Nel paese di Abbondanza
Presso i Campi di lavori forzati aperti dal Reich il deportato era impiegato molte ore al giorno per lavori talora non necessariamente utili all’industria bellica; ciò non impediva ai deportati di comporre inni religiosi o profani (purché scevri da contenuti patriottici) e canti in madrelingua non immuni da contenuti antifascisti nonché pesantemente ironici nei riguardi dell’occupante.
A ragione di ciò le autorità dei Campi imposero gradualmente l’uso della lingua tedesca nei testi da mettersi in musica come pure nel teatro leggero o d’autore.
Non mancavano canti collettivi ispirati a inni scoutistici e studenteschi che cadenzavano la marcia presso i luoghi di lavoro o al rientro dagli stessi; nei Block si formarono cori di buona fattura e nel tam tam da una camerata all’altra gli inni erano spesso tradotti in più lingue affinché nessun prigioniero si sentisse estraneo all’attività musicale nelle poche ore libere.
L’attenzione maniacale prestata dal Reich al lavoro industriale era paritetica a quella prestata alla cura del dopolavoro, in alcuni Campi il lavoro coatto era sufficientemente calibrato perché il deportato producesse sia in fabbrica che nel tempo libero; ai prigionieri rimaneva un buon lasso di tempo serale e l’autorità, pur controllandola e talora censurandola, non impediva la loro creatività.

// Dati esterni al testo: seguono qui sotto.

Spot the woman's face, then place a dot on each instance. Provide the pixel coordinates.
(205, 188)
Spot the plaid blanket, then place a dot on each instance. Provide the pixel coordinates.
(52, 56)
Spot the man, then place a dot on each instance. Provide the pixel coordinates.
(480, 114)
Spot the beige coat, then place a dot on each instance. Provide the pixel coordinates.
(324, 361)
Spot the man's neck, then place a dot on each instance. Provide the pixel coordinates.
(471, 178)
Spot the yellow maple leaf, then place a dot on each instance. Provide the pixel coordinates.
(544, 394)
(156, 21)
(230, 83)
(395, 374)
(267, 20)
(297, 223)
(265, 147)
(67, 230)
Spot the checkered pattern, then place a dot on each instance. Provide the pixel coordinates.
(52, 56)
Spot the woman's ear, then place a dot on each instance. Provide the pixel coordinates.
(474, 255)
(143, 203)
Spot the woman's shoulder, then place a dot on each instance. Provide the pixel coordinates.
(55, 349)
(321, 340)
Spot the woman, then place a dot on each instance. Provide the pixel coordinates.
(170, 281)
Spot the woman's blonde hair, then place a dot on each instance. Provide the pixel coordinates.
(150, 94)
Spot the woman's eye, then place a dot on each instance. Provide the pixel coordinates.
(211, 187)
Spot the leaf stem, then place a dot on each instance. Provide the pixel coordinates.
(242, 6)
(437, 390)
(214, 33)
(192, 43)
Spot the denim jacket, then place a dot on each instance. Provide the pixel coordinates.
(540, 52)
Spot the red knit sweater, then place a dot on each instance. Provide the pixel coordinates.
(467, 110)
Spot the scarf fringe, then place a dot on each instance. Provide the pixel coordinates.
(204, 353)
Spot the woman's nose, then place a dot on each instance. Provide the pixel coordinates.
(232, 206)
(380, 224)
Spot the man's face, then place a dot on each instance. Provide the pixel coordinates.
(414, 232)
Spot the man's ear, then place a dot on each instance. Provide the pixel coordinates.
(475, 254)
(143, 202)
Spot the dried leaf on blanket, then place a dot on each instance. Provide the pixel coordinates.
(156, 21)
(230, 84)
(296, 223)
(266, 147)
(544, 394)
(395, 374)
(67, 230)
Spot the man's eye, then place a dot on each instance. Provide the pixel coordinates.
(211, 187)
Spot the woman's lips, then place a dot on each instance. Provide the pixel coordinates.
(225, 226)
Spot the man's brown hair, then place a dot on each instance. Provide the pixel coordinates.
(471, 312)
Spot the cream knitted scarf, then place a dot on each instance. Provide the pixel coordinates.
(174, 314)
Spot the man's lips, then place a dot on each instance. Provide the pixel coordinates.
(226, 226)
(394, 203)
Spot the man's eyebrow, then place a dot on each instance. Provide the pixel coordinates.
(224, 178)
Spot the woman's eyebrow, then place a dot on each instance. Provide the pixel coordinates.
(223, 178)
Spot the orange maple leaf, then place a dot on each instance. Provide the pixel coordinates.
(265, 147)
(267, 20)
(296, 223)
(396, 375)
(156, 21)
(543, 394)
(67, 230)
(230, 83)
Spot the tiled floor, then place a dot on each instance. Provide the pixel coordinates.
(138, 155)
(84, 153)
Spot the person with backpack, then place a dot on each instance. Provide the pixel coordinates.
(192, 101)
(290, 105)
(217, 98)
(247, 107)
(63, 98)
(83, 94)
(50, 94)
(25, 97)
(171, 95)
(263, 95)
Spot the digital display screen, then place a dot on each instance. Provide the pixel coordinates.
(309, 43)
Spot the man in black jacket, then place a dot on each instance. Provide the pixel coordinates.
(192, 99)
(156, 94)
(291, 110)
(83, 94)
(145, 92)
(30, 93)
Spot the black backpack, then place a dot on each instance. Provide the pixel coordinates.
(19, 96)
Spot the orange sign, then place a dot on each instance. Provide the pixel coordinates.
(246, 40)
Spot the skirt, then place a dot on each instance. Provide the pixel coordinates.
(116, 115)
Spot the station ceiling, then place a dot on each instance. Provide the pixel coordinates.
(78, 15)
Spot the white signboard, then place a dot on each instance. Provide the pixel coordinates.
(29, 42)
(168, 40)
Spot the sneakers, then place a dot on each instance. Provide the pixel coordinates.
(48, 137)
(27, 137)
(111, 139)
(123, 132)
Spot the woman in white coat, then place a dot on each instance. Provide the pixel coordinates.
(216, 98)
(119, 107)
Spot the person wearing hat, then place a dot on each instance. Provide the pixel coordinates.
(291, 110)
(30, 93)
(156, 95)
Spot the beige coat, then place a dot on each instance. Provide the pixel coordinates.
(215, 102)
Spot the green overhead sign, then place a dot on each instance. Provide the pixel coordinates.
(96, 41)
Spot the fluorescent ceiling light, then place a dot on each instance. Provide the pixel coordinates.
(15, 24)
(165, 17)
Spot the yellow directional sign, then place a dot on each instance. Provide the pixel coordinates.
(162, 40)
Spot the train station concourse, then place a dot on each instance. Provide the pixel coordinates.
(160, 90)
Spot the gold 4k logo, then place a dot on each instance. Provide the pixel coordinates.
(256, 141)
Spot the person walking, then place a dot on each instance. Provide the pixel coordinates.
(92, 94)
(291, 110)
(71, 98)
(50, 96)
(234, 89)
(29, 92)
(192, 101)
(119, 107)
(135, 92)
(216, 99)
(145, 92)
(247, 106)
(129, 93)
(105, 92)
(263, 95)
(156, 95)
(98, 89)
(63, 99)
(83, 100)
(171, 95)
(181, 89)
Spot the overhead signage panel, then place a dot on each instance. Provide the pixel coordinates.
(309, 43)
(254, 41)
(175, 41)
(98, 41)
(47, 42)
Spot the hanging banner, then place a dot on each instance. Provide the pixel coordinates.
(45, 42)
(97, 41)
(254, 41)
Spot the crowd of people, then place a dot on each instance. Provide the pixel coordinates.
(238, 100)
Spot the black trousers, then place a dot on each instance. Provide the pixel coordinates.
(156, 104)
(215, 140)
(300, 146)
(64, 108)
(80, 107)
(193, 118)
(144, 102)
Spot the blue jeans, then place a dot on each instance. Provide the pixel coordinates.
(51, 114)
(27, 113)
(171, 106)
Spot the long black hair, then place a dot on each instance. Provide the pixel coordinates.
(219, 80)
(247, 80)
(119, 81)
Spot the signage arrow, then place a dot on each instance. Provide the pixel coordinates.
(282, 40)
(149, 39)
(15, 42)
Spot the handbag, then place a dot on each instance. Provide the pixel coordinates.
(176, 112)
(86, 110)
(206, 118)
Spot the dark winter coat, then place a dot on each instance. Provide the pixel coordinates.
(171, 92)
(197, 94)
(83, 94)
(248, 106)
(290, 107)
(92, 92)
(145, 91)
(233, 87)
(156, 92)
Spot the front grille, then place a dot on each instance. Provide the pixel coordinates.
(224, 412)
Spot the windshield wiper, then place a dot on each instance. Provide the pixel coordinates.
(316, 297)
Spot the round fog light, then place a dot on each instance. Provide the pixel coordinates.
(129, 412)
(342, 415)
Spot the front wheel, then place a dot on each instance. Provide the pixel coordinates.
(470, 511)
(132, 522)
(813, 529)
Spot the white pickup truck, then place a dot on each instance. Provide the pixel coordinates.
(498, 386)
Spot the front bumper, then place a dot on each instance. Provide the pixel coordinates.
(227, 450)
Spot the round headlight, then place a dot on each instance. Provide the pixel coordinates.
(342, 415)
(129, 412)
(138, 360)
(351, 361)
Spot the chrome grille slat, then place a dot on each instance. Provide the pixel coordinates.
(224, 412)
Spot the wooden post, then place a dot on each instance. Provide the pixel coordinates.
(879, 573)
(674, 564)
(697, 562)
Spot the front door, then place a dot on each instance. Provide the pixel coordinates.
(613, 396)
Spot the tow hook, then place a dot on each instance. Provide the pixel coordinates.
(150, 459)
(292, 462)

La premura con la quale in diversi Campi l’autorità si prodigava nel reperimento di strumenti musicali induce a credere che il Reich sfidasse il deportato a esercitare il proprio pensiero e mettere in gioco il proprio ingegno artistico a dispetto del contesto ambientale e dell’oggettivo disagio umanitario.
Il deportato tramutava questa sfida in risorsa dell’intelletto; buona parte della produzione musicale concentrazionaria si nutriva di tale enorme paradosso e rispondeva a questo ideale guanto di sfida lanciato dall’autorità tedesca all’indirizzo dei musicisti.
Nei Campi ad alta presenza demografica ebraica l’intelligentia musicale ebbe la grande possibilità di produrre arte ad altissimo livello; la maggior parte dei musicisti fu persino dispensata dai lavori più pesanti o potenzialmente lesivi delle capacità fisiche dell’artista.
Orchestre che eseguivano repertorio classico e tradizionale (l’orchestra maschile di Birkenau diretta da Szimon Laks suonava la domenica mattina per gli ufficiali SS e il pomeriggio per i deportati), gruppi di musica d’intrattenimento (basti pensare all’inedito ensemble del Campo di sterminio di Bełżec formato da 2 flauti, 2 fisarmoniche e 2 violini), quartetti d’archi con o senza pianoforte, allestimenti teatrali con tanto di vestiario e logistica per trucco e scenografia, band che eseguivano jazz (formalmente vietato nei Campi ma abbondantemente consumato e apprezzato dagli ufficiali tedeschi); le grandi turbine della creatività artistico–musicale ebraica erano in movimento.
Tutto ciò è attinente alla sfera dell’umano; il musicista fa musica così come parla e respira, non è assolutamente possibile opporgli alcun tipo di pressione e coercizione fisiologica.
Il Reich non aveva previsto la fallita invasione della Gran Bretagna, la disfatta di Stalingrado, il disastro della Campagna d’Africa, l’armistizio tra Italia e Alleati, lo sbarco in Normandia.
E poi c’è lo tsunami artistico nei Lager, una impressionante abbondanza musicale all’interno di mura e filo spinato e a dispetto di inenarrabili tragedie; anche questo il Reich non aveva previsto.